December 3 – 8, 2019

Richard Dupont solo project at Untitled Miami 2019

Press Release

Richard Dupont will be the subject of a solo project at Untitled Miami 2019. Drawing from aspects of classical and archaic as well as Modernist art, Dupont’s artistic practice was pioneering in its prescient foreshadowing of the transformational impact of digital technology on 21st Century life and culture. Beginning in 2002, Dupont made use of 3D body scanning to create “performance sculptures”, large scale replicas of his body, which were digitally manipulated using CAD software to achieve spatial and perceptual illusions. A focus on the then-emerging technology of biometric surveillance informed much of his early work. In a 2015 review,  New York Times critic Martha Schwendener wrote, “..every era needs its representations of the human figure, and Mr. Dupont’s sculptures aptly demonstrate how scanning, surveillance and imaging technology shape our conceptions of humanity today.”

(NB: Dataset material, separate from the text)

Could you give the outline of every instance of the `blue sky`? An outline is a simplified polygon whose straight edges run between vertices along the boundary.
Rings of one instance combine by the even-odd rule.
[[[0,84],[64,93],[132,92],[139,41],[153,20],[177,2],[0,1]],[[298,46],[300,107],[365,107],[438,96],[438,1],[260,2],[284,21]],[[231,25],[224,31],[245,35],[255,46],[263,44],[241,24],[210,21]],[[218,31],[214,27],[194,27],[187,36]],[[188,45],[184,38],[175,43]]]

Dupont’s recent works extend his earlier concerns into a wider historical context. Biometric technologies find their roots in the systems of anthropometry and criminology developed in the late 19th Century. Badende takes as its point of reference Wilhelm Lehmbruck’s Badende of 1905. A sculptural trope utilized by a number of artists at the turn of the century, Dupont was drawn to this particular bather because of its dynamic and anti-statuesque pose. A live model was digitally scanned while posing, and this scan data was slowly altered over many months of drawing and digital manipulations. The deceptively subtle manipulations are, in actuality, extensive, and push the form towards the architectonic and abstract. Traditional lost wax casting was used to realize the virtual shape in bronze. A matte black patina emphasizes the flow of space through and around the sculpture.

Degraded Scan is the result of a series of sculptural iterations that began with Dupont sitting for a “life mask”. This sculptural replica of the artist’s head was then digitally scanned and milled out of foam. The foam head then received a coat of silicone rubber, which was subsequently peeled off to form a loose “skin”. This skin was allowed to fall onto the floor as a formless and open “container”. Expanding foam was poured into this and randomly inhabited the “skin”. After hardening, the foam was molded and cast in bronze. The sequence of these operations was not pre-conceived, and brings to mind Jasper Johns’ dictum, “Take and object. Do something to it. Do something else to it.” For Dupont, process allows for a sculpture to develop organically, and to find its own direction, often apart from an original intention.